The electrical room, which is located on the second floor above the data center, contains 14 substations that provide 60 megawatts of capacity to power Aurora, future Argonne computing systems, and the building’s day-to-day electricity needs. The room is outfitted with a large ceiling hatch so the substations can be lowered in (and out if needed) by construction cranes.
Once the major facility upgrades were in place, the team moved on to data center enhancements. Focused on the machine room, this work included making sure power is delivered to the right locations at the right voltage, installing heavy-duty floor tiles to support the 600-ton supercomputer, and putting in pipes to link the water loop to Aurora.

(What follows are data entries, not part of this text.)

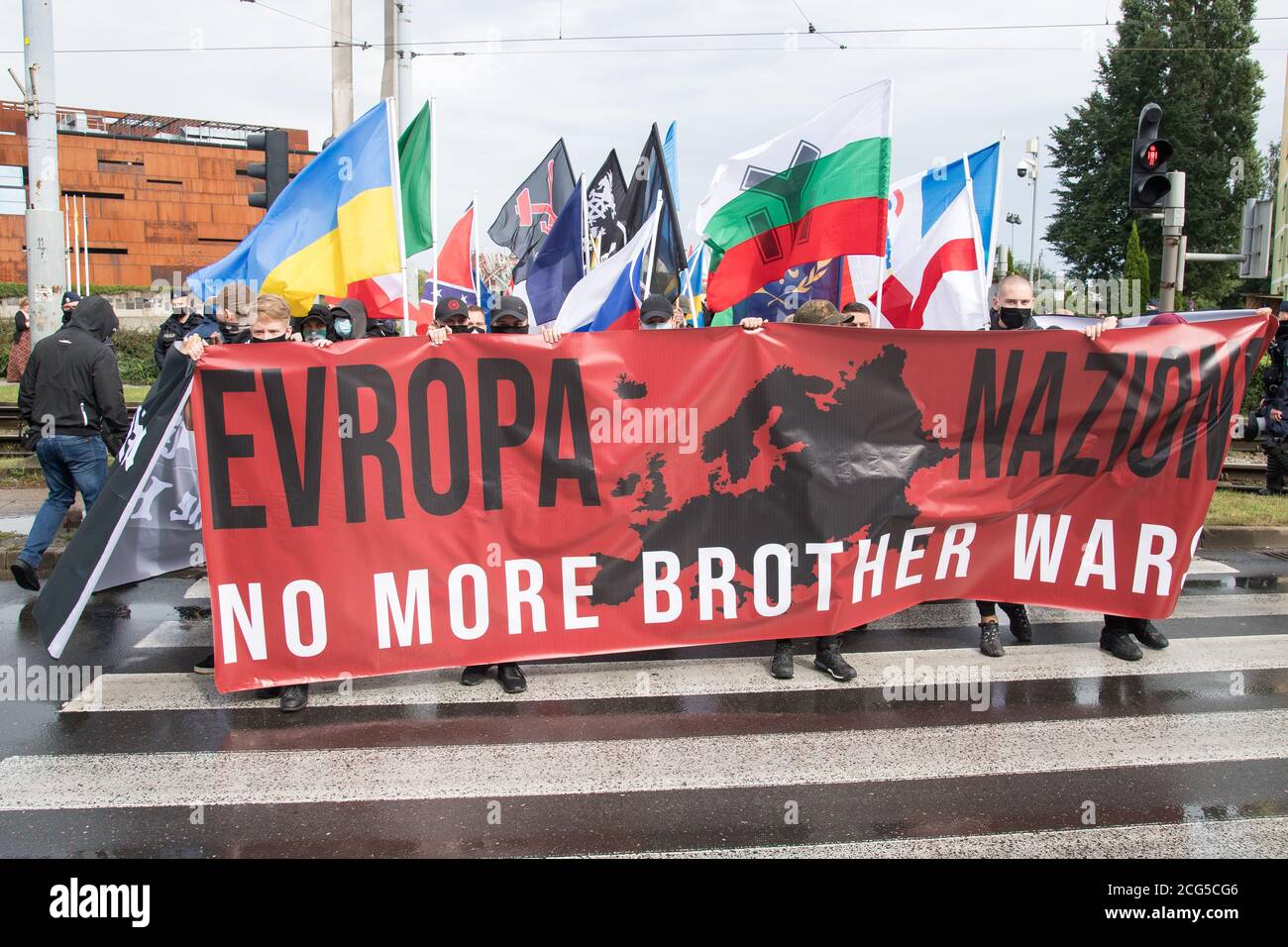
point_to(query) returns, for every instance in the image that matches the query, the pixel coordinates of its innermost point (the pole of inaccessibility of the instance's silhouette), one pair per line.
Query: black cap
(449, 307)
(510, 305)
(656, 303)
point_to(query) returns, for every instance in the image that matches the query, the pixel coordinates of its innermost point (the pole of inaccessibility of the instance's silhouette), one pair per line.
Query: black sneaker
(1020, 626)
(990, 642)
(784, 667)
(475, 674)
(1120, 644)
(831, 661)
(511, 678)
(25, 577)
(294, 697)
(1147, 634)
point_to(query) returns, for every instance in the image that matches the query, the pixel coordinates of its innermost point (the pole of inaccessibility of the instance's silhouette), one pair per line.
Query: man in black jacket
(71, 395)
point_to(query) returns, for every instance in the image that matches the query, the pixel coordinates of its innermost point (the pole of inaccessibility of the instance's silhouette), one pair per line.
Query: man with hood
(183, 318)
(71, 402)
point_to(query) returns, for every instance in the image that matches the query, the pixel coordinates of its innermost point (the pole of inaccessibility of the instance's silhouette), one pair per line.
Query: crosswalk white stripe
(1244, 838)
(928, 616)
(617, 680)
(178, 633)
(632, 766)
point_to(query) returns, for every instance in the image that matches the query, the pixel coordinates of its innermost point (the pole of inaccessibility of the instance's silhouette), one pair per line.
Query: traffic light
(273, 170)
(1149, 155)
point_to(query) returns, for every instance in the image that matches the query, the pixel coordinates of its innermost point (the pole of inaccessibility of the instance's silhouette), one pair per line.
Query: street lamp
(1028, 167)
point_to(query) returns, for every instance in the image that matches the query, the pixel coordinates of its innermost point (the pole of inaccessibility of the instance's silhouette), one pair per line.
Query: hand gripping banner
(385, 506)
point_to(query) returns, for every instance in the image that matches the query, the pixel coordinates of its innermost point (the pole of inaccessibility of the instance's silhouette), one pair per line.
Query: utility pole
(342, 64)
(386, 72)
(47, 249)
(1173, 222)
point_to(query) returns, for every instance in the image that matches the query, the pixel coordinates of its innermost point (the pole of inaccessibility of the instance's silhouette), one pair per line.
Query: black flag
(532, 209)
(147, 519)
(647, 180)
(605, 206)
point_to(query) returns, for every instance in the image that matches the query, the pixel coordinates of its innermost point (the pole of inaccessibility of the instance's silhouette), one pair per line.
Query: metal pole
(1033, 219)
(1173, 222)
(342, 65)
(44, 221)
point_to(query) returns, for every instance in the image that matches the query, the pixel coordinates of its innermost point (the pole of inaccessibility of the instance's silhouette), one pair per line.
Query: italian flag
(810, 193)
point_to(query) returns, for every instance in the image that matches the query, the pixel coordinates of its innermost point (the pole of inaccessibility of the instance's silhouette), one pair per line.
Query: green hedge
(133, 355)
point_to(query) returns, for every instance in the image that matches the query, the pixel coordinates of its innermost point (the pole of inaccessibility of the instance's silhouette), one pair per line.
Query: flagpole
(433, 187)
(391, 131)
(67, 245)
(85, 231)
(76, 243)
(585, 223)
(652, 248)
(997, 206)
(475, 249)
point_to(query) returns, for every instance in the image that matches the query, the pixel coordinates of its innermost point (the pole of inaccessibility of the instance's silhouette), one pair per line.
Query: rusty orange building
(161, 195)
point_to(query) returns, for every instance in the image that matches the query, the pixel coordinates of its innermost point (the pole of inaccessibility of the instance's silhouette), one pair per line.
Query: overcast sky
(500, 111)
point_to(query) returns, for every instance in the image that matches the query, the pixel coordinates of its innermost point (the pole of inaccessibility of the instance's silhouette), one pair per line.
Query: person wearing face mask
(348, 320)
(451, 313)
(1012, 311)
(228, 316)
(71, 402)
(510, 317)
(476, 320)
(1274, 408)
(316, 325)
(184, 317)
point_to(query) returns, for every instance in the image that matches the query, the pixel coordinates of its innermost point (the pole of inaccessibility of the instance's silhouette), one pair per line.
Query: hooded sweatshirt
(72, 377)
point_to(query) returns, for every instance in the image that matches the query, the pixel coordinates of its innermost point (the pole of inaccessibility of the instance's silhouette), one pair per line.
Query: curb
(1244, 538)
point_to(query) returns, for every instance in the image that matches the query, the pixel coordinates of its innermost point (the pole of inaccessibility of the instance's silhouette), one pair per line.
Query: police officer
(183, 318)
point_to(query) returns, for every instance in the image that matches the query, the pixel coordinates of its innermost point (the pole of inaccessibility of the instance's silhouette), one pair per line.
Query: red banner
(384, 506)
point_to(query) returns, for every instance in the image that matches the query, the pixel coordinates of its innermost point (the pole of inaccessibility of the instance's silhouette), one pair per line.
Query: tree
(1136, 268)
(1192, 58)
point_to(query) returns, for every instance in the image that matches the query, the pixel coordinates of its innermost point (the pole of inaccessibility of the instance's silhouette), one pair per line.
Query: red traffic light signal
(1149, 183)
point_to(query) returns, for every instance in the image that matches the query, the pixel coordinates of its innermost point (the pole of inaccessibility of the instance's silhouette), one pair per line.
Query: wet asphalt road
(1061, 751)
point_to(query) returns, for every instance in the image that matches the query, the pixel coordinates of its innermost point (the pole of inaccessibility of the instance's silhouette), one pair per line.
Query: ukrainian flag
(334, 224)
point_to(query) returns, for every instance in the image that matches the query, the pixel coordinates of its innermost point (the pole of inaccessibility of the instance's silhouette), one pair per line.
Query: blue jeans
(69, 464)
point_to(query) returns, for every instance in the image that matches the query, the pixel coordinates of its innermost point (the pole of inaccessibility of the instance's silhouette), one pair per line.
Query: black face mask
(1013, 316)
(232, 333)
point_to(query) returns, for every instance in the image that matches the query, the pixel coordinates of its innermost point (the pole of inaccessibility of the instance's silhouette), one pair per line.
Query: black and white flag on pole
(146, 522)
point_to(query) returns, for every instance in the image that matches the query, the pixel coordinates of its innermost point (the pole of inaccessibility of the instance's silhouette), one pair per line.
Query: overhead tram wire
(712, 35)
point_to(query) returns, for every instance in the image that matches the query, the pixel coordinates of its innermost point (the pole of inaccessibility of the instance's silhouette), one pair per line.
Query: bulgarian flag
(810, 193)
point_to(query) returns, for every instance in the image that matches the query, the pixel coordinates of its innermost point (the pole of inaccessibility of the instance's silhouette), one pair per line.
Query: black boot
(511, 678)
(294, 697)
(828, 659)
(784, 667)
(1119, 643)
(1019, 616)
(475, 674)
(990, 642)
(1147, 634)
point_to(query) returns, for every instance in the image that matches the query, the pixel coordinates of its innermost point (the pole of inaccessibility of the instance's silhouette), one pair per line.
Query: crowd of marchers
(71, 385)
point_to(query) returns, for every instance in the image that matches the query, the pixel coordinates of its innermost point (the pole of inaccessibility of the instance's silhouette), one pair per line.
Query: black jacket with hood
(72, 377)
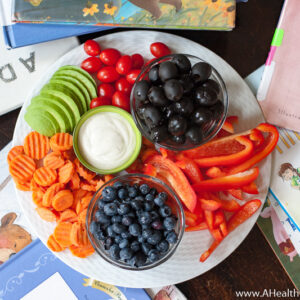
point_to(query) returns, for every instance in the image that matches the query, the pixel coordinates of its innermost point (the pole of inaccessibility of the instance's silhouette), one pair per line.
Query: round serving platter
(184, 264)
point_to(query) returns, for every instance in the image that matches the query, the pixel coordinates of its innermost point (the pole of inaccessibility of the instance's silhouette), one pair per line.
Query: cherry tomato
(121, 100)
(137, 61)
(106, 90)
(124, 64)
(92, 48)
(110, 56)
(159, 49)
(132, 75)
(108, 74)
(100, 101)
(122, 85)
(91, 64)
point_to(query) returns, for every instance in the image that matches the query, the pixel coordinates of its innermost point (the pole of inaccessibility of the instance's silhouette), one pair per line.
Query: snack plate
(184, 264)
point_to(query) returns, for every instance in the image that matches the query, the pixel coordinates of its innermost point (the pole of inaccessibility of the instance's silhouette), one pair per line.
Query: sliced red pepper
(250, 188)
(189, 168)
(271, 142)
(211, 205)
(201, 226)
(168, 170)
(227, 182)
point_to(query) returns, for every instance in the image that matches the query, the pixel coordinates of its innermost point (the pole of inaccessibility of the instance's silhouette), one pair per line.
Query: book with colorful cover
(192, 14)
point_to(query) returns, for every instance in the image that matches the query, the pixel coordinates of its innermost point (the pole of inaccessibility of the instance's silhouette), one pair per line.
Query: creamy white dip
(106, 140)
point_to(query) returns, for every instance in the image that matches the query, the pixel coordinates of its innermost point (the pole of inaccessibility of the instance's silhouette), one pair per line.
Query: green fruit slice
(63, 115)
(67, 101)
(78, 75)
(41, 122)
(81, 86)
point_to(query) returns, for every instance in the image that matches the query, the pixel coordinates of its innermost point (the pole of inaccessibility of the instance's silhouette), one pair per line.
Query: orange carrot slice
(53, 244)
(14, 152)
(62, 234)
(36, 145)
(83, 171)
(65, 173)
(22, 168)
(51, 191)
(46, 214)
(53, 160)
(45, 176)
(82, 251)
(62, 200)
(61, 141)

While there are always challenges associated with construction work at this scale, many Aurora facility upgrades were carried out during the COVID-19 pandemic, creating some unforeseen issues related to contractor access and supply chain disruptions. Argonne and its partners put protocols in place to ensure they could continue to work safely and mitigate the impacts of COVID as much as possible. Due to the supply chain constraints causing various parts to be delayed, the Aurora team has been building the supercomputer piece by piece as components are delivered. Having a majority of the physical system and supporting infrastructure in place has allowed the Argonne-Intel-HPE team to test and fine-tune various components, such as DAOS and the cooling loop, ahead of the supercomputer’s deployment.
Science on Day One
In addition to the construction work, Argonne researchers are contributing to a broad range of activities to prepare Aurora for science on day one. To ensure key software is ready to run on the exascale system, scientists and developers participating in DOE’s Exascale Computing Project (ECP) and the ALCF’s Aurora Early Science Program (ESP) continue work to port and optimize dozens of scientific computing applications. With access to the Aurora software development kit and early hardware, the teams are working to improve the performance and functionality of various codes, frameworks, and libraries using the programming models that will be supported on Aurora.
Training events, such as workshops, hackathons, and webinars, have been an important mechanism for providing guidance on application development and disseminating the latest details on hardware and software. In June, for example, the Argonne-Intel Center for Excellence hosted a multi-day workshop for ECP and ESP teams to provide updates on the system, share approaches and best practices for performance portability, and facilitate hands-on sessions with exascale software tools.